Merge source

The merge source is a source that is able to infer the sameness of entities across multiple datasets. The source uses a set of equality rules to figure out which entities are the same. Equality is resolved transitively, so if A is the same as B and B is the same as C then A, B and C are all considered the same.

Deletes will be output for entity ids that are no longer applicable. This typically happens when an entity is first merged with one entity and then later merged with some other entities, and the id of the resulting entity changes. Those entities will also have the $replaced property set to true.

If an entity is deleted in its source dataset then the entity will not be merged, but instead output as a standalone entity with _deleted set to true.

Merging follows the same rules as joins in hops.

Good to know

Equality expressions that return null or empty lists will not cause merging. This fact can be used to your advantage to prevent merging from happening in certain situations. An example is to filter out the values that you do not want to be merged on.

Warning

The merge source version 2 with identity set to first does support the same entity id originating from more than one source dataset, but only iff there is an equality set on the _id property or the $ids property for all the datasets that have overlapping entity ids.

Warning

If configuration changes are required then be aware of the following:

  • Equality rules added after the merge source has processed entities from the involved datasets will not cause merging of those entities based on the added equality rules. Only equality rules available at the time of processing will take effect. If that is not what you want then the pipe must be reset/rescanned in order to produce the desired result.

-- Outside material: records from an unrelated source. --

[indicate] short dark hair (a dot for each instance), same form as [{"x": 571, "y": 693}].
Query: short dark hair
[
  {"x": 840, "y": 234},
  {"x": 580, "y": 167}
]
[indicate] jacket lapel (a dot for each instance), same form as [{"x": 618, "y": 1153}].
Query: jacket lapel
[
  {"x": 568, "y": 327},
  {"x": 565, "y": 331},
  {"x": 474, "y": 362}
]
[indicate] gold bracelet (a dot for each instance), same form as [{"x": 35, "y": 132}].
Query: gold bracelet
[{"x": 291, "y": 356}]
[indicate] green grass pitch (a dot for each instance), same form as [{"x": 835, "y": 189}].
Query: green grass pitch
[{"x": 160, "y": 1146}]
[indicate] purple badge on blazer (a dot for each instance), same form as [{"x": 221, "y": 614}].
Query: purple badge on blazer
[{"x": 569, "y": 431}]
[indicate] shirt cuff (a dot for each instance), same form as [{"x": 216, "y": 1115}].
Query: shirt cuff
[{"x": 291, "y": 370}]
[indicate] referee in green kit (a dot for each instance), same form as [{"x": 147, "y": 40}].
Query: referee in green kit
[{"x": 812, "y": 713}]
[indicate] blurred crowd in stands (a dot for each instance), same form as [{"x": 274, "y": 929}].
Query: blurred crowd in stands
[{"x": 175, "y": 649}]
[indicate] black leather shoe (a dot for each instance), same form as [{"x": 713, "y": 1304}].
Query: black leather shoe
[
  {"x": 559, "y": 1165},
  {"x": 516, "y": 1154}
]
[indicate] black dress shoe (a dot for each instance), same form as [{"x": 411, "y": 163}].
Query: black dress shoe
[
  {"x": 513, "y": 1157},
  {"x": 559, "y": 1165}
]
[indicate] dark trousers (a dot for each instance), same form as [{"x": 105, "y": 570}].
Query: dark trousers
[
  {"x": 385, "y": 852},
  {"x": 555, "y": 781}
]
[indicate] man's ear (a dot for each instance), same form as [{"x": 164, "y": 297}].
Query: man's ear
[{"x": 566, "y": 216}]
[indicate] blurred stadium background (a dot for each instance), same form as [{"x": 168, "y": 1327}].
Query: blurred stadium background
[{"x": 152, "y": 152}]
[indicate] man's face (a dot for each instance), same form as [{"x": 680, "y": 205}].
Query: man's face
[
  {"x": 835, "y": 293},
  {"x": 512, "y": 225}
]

  • Using merge source version 1 any reordering will require a reset of the pipe and maybe deletion of the downstream dataset.

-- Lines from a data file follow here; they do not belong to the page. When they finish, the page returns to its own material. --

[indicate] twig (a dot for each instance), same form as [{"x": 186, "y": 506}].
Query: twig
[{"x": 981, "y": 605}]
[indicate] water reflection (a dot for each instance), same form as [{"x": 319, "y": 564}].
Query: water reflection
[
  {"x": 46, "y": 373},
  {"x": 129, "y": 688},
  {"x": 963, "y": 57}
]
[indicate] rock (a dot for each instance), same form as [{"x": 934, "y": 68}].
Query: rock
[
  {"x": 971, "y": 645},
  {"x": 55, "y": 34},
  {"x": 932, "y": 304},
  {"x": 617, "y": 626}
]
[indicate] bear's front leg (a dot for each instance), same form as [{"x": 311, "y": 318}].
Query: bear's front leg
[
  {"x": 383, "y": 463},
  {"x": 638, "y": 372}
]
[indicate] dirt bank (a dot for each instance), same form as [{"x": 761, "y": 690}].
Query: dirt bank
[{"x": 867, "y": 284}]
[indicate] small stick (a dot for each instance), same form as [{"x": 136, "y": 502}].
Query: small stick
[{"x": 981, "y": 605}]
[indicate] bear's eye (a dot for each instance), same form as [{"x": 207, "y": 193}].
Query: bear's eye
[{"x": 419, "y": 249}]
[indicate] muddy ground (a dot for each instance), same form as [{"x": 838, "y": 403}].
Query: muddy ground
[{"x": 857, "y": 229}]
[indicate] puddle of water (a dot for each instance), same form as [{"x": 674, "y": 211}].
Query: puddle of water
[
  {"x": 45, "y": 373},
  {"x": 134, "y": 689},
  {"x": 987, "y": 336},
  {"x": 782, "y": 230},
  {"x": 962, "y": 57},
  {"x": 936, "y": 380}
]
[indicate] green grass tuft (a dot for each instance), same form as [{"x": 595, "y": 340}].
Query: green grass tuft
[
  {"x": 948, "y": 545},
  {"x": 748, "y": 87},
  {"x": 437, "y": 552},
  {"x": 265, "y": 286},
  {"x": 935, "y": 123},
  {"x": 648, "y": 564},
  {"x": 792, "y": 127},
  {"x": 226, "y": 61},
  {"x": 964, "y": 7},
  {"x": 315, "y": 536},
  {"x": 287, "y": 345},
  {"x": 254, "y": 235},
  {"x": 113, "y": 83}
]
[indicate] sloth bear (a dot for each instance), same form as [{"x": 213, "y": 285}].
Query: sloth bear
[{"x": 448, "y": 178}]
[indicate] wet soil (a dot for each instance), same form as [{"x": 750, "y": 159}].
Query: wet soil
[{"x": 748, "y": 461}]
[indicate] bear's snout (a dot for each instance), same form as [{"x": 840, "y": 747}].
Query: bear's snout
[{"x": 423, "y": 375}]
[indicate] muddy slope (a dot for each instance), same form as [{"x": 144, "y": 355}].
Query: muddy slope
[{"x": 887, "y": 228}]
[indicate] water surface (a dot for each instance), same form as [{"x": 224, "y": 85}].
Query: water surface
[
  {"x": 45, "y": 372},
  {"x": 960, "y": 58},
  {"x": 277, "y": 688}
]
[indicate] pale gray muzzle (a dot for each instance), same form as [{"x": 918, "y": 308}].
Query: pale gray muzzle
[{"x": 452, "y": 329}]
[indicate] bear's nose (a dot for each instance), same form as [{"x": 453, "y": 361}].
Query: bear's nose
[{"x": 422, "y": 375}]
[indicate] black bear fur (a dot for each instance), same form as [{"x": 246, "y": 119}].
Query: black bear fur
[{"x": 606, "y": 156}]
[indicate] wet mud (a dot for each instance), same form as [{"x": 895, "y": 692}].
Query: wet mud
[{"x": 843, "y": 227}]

  • For both merge source version 1 and 2 any removal of datasets will require a full run of the pipe to clear the entities from the removed datasets from the merge source. If you use rescan in the background, the incremental run will produce results based on the current state that includes the datasets marked for removal.

Prototype

Variant 1: Explicit equality-rules with the equality property

{
    "type": "merge",
    "version": 2,
    "datasets": ["A a", "B b", "C c", "D d"],
    "equality": [
        ["eq", "a.x", "b.x"],
        ["eq", "b.x", "c.y"],
        ["eq", "c.z", "d.z"],
    ],
    "supports_signalling": false
}

Variant 2: Implicit equality-rules with the equality_sets property

{
    "type": "merge",
    "version": 2,
    "datasets": ["A a", "B b", "C c", "D d"],
    "equality_sets": [
        ["a.x", "b.x", "c.y"],
        ["c.z", "d.z"],
    ],
    "supports_signalling": false
}

Properties

Property

Type

Description

Default

Req

version

Number

There are two different versions of the merge source. Note that the default value is 1 for compatibility reasons. Version 1 is deprecated. Use version 2 if this is a new pipe.

1

No

datasets

List<String{>=1}>

A list of one or more datasets that are to be merged. Each item in this list is a pair of dataset id and dataset alias. A given dataset can only appear once in this list. The syntax is the same as in the datasets property in hops.

Yes

initial_datasets

List<String{>=0}>

By default the source will be considered populated if all the datasets in the datasets property have been populated. If some of these datasets will never be populated then this property can be used to list the datasets that must be populated before the source is considered populated. You should normally not have to use this property.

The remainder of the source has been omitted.